Cette fuite a également exacerbé les tensions entre Washington et l’Europe, les deux camps divergeant sur la stratégie à adopter concernant la guerre en Ukraine. Trump a récemment révélé que des « mots forts » avaient été échangés lors d’un appel avec le chancelier allemand Friedrich Merz, le Premier ministre britannique Keir Starmer et le président français Emmanuel Macron. Merz a reconnu l’existence de frictions, mais a indiqué que d’autres discussions étaient prévues et a laissé entendre qu’une réunion pourrait avoir lieu la semaine prochaine.
Les pays cités dans la stratégie américaine présumée sont étroitement liés aux plus fidèles alliés politiques de Trump en Europe. Il a fait l’éloge à plusieurs reprises du Premier ministre hongrois Viktor Orbán, a exempté Budapest de certaines sanctions liées à l’énergie russe et a entretenu des relations étroites avec le président polonais Karol Nawrocki. Trump a également parlé avec enthousiasme de l’Italienne Giorgia Meloni, la qualifiant de « femme fantastique » qui a « conquis l’Europe ». L’Autriche, sous la chancelière Christian Stocker, compléterait la liste des pays que les États-Unis cherchent à renforcer.

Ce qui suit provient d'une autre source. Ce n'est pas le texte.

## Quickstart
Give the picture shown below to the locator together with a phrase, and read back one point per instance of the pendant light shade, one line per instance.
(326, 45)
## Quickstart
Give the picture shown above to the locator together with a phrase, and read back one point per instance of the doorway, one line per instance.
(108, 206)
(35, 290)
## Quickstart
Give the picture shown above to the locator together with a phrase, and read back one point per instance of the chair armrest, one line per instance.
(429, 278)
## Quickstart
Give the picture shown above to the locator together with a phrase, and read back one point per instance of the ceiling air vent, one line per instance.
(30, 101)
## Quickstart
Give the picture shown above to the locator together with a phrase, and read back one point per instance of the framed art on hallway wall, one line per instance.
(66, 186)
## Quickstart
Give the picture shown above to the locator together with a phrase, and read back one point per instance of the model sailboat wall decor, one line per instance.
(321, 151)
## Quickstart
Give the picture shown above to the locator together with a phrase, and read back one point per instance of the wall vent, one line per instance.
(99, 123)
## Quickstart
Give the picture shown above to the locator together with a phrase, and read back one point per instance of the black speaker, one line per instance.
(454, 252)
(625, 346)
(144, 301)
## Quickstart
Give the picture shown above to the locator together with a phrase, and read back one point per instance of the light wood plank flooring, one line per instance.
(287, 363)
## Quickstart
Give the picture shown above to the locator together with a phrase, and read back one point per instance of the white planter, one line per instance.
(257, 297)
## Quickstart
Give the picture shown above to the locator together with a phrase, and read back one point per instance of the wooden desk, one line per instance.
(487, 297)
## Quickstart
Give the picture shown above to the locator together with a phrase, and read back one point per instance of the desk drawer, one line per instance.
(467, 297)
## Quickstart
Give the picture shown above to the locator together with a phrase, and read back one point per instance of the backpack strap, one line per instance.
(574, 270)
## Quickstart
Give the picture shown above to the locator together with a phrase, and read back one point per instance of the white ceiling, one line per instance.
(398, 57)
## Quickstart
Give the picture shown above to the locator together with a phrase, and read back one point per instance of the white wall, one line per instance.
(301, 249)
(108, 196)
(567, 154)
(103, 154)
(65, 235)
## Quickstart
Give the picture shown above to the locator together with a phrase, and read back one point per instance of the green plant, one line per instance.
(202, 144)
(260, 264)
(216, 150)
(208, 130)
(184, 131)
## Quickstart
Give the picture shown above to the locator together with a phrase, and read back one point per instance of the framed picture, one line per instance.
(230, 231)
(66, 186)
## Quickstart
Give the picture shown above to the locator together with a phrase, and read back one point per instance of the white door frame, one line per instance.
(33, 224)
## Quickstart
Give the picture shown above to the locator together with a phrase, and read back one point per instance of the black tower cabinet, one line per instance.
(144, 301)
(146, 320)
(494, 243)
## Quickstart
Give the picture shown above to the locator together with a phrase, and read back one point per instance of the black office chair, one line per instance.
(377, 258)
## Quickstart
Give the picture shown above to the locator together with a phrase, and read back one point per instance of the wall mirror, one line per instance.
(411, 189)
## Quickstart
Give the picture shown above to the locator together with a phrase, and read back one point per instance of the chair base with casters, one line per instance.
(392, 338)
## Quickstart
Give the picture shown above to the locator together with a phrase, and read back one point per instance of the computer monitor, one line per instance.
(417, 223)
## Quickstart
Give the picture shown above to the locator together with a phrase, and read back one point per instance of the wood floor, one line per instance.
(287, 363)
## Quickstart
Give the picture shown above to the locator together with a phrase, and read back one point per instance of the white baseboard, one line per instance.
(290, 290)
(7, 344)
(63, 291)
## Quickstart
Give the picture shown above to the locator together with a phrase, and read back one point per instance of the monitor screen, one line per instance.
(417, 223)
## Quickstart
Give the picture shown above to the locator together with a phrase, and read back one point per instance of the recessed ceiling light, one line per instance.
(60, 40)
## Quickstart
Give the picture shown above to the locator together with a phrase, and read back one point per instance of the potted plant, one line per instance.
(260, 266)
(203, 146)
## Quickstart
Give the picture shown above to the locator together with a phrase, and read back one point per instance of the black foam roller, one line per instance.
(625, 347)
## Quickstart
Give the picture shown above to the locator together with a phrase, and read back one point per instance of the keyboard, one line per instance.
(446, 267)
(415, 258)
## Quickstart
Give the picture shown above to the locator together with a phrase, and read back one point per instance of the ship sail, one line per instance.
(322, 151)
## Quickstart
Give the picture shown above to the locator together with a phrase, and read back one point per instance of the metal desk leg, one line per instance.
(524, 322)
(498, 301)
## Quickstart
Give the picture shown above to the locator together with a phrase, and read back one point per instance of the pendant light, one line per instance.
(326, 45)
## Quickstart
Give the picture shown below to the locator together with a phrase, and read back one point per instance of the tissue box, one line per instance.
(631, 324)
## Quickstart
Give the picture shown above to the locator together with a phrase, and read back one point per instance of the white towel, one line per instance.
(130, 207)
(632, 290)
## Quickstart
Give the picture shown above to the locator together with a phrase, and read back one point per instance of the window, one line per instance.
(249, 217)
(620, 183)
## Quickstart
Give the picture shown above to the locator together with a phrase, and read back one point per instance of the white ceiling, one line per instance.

Le projet de loi préconise, semble-t-il, de soutenir les mouvements politiques et culturels qui défendent « les modes de vie européens traditionnels… tout en restant pro-américains ». La réaction en Europe a été immédiate et virulente. Leslie Vinjamuri, de Chatham House, a déclaré : « Donald Trump trace une ligne dans le sable – la fin de l’ordre international libéral de l’après-guerre froide. » Le président du Conseil européen, António Costa, a réagi fermement : « Les États-Unis ne peuvent se substituer aux citoyens européens pour choisir les bons et les mauvais partis. »
L’Allemand Merz a adopté une approche plus prudente, qualifiant certains aspects de la stratégie de « compréhensibles », mais insistant sur le fait que l’Europe devait devenir « beaucoup plus indépendante des États-Unis en matière de politique de sécurité ». Le Polonais Donald Tusk a plaidé pour la stabilité, déclarant : « Chers amis américains, l’Europe est votre plus proche alliée, pas votre problème… Nous devons nous en tenir à cela, c’est la seule stratégie raisonnable pour notre sécurité commune. »
Cependant, tous les dirigeants européens n’ont pas condamné la fuite. Le politicien d’extrême droite néerlandais Geert Wilders s’en est félicité, écrivant : « Le président @realDonaldTrump @POTUS dit la vérité… L’Europe se transforme rapidement en un continent médiéval à cause de l’ouverture des frontières et de l’immigration de masse. »
Defense One a rapporté que le projet de loi plus long aborde également une vision plus large de la puissance mondiale, suggérant que l’hégémonie américaine « n’était pas réalisable », proposant un engagement américain réduit dans la défense européenne et évoquant la création d’un nouveau groupe « Core 5 » composé des États-Unis, de la Chine, de la Russie, de l’Inde et du Japon.
La Maison-Blanche a catégoriquement rejeté les passages divulgués. Kelly a déclaré : « Il n’existe aucune version alternative, privée ou classifiée », ajoutant que quiconque prétendait avoir des informations confidentielles était « éloigné du président » et « n’y connaissait rien ».